Olivier Marbouef – Woyzeck, la Sainte face

Talvez coubesse aqui referir outras experiências, em que o abstraccionismo não fica refém da suspensão do tempo ou da intemporalidade no seu próprio suporte: em Chimera, Mattotti já tinha demonstrado que o diálogo temporal entre o reconhecível e o abstracto não condicionam a narrativa; adicionando-lhe novos valores e matizes sensitivas fora do círculo específico das histórias ou contos tradicionais – a metáfora enquanto metamorfose – já referida num quadro mais clássico em relação ao livro O homem à janela ou, no seu seguimento, em Estigmas.

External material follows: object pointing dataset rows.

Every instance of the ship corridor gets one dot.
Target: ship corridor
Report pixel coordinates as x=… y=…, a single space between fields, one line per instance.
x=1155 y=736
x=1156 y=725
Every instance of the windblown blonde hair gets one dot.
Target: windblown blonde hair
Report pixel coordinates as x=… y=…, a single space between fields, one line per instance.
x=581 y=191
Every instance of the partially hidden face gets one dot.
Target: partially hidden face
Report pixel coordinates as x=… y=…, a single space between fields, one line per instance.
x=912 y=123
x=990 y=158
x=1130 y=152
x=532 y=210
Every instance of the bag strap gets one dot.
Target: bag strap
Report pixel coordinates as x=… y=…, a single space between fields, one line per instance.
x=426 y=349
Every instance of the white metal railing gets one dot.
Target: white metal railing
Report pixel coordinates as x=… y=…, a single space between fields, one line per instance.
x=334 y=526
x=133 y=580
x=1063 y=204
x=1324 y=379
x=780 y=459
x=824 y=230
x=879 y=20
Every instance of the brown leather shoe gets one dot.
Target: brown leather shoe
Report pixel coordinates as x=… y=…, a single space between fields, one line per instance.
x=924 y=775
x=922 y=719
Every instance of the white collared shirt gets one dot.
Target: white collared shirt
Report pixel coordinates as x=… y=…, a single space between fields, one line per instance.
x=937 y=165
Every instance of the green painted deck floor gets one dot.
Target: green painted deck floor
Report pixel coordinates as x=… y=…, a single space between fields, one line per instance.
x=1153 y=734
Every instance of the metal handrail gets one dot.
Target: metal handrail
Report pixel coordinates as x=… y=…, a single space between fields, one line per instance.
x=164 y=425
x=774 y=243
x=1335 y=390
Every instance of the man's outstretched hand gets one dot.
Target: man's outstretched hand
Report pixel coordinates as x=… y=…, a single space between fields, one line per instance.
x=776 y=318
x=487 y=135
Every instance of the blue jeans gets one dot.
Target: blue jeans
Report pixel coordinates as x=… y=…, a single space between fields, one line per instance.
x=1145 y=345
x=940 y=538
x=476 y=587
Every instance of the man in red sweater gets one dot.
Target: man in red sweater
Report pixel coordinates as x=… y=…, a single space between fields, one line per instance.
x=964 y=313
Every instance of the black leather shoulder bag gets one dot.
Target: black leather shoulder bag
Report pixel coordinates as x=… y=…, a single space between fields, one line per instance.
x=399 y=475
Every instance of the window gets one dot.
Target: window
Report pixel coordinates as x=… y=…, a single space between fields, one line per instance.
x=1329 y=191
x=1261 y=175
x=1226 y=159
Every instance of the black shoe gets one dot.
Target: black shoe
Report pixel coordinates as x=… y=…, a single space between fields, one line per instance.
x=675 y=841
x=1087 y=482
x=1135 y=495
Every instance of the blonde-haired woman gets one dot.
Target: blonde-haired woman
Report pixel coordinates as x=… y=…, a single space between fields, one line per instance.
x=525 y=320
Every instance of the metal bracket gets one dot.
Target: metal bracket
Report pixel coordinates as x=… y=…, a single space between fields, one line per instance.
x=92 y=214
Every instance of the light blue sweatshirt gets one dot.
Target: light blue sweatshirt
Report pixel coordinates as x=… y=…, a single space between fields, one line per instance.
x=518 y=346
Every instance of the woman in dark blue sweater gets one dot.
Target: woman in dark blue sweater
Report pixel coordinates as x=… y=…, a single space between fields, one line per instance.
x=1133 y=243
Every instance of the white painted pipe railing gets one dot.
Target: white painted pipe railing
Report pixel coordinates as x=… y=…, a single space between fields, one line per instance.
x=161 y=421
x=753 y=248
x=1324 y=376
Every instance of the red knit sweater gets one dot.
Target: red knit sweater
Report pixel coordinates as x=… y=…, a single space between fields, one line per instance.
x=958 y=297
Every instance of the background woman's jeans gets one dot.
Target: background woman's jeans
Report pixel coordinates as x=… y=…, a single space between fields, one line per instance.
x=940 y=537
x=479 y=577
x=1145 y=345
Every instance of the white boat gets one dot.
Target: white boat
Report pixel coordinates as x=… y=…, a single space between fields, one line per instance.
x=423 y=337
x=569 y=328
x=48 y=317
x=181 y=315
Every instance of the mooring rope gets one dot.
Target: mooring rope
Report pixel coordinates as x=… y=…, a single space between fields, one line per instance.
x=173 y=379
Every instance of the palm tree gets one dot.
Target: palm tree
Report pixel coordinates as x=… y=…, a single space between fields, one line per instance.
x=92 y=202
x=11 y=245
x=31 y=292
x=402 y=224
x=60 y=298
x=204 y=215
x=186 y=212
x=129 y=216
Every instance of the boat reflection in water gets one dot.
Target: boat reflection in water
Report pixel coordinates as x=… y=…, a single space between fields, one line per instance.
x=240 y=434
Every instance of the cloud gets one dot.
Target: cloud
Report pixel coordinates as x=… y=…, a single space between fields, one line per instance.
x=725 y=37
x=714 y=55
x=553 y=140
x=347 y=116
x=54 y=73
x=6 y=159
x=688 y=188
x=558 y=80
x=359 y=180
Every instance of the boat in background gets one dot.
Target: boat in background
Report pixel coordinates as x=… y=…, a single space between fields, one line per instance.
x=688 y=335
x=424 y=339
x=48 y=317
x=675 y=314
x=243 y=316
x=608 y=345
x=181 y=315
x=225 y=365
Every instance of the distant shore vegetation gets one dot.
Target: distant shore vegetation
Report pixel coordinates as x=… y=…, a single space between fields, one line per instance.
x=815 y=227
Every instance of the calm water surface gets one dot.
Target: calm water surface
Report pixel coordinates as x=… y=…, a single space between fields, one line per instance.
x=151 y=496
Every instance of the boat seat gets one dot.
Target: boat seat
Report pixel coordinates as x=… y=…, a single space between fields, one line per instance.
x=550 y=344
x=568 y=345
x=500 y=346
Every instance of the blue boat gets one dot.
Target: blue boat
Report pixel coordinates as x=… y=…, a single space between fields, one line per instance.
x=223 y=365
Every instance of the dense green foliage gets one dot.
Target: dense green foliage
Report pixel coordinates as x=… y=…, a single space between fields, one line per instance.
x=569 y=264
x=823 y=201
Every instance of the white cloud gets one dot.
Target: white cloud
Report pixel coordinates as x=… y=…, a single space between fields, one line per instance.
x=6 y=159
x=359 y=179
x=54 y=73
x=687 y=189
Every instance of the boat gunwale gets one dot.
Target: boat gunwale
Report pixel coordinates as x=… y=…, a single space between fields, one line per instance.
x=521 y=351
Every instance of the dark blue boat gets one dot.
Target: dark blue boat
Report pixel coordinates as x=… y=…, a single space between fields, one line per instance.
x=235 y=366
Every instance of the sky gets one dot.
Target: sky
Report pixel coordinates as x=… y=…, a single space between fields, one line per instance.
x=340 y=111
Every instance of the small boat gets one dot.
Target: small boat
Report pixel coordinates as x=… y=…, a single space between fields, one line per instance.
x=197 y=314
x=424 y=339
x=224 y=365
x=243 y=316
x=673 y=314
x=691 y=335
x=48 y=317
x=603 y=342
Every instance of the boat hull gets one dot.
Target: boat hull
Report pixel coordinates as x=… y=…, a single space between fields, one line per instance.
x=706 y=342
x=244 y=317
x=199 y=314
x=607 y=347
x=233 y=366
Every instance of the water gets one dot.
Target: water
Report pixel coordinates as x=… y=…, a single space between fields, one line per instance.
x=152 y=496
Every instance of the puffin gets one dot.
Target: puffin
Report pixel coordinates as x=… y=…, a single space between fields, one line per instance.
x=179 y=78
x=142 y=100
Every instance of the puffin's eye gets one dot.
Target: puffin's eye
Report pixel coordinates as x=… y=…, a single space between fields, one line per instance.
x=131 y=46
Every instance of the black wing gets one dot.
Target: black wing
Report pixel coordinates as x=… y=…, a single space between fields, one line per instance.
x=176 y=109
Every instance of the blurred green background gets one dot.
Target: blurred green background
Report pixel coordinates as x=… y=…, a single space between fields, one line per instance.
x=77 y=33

Olivier Marbouef também já tinha levado esta experiência a um extremo de total complementaridade, algo que talvez ainda falhe nas experiências que excluem o texto. É que a inclusam de texto nas narrativas gráficas pode, e é com frequência, fundamental para que a deslocação do ponto de vista possa repartir a experiência abstracta através não somente do puramente visual, criando assim a dinâmica sequencial. Woyzeck, la Sainte face é um exemplo acabado de como a percepção narrativa alargou as suas fronteiras a partir da figuração-abstracta ou, se quisermos, a partir da leitura semiótica. Aqui, não estamos perante uma experiência simplesmente plástica, que poderá remeter para o surrealismo, a arte pop, o desconstrutivismo ou qualquer outra relação pictórica que joga de forma estética com o tempo e, no caso óbvio da narrativa gráfica, com a sua sequencialização. O simbolismo convive com os cânones e a sua matéria gráfica é tão iconográfica, como simbólica ou abstracta, em última análise; sem nunca perder o pendor da sucessão temporal dramatizada de forma eloquente pelo texto que complementa todas as imagens. Os sentidos transformam-se, podendo ser claros ou obscuros; palpáveis ou indeléveis mas acompanham sempre um respirar que é necessário para que a elipse se transforme no enunciado dos sentidos discursivos. Entre nós  já a autora Maria João Worm tinha mostrado, no seu curto trabalho em Vencer os Medos, como a imagem abstracta, de facto, acrescenta narrativa a uma descrição de vários aspectos violentos e traumatizantes, entendidos de uma forma intimista e introspectiva, através de vinhetas completamente abstractas. No entanto, estas não se perdem na sua temporalidade, articulam-se com a palavra e deixam espaço à leitura subjectiva própria da interpretação actuante do leitor, evitando a redundância descritiva.

Mark Badger – Kung Fu

O abstracto não tem forma específica, nesse sentido não apresenta um elemento visual reconhecível, mas apela sempre a um sentido de descodificação individualizado que acompanha a ressonância de conteúdos narrativos, sentidos pelo autor. A nossa percepção abre-se, dessa forma, para uma nova linguagem. Neste caminho, coloca-se naturalmente a questão de como se poderão ultrapassar as fronteiras que constrangem as potencialidades estruturais da narrativa gráfica?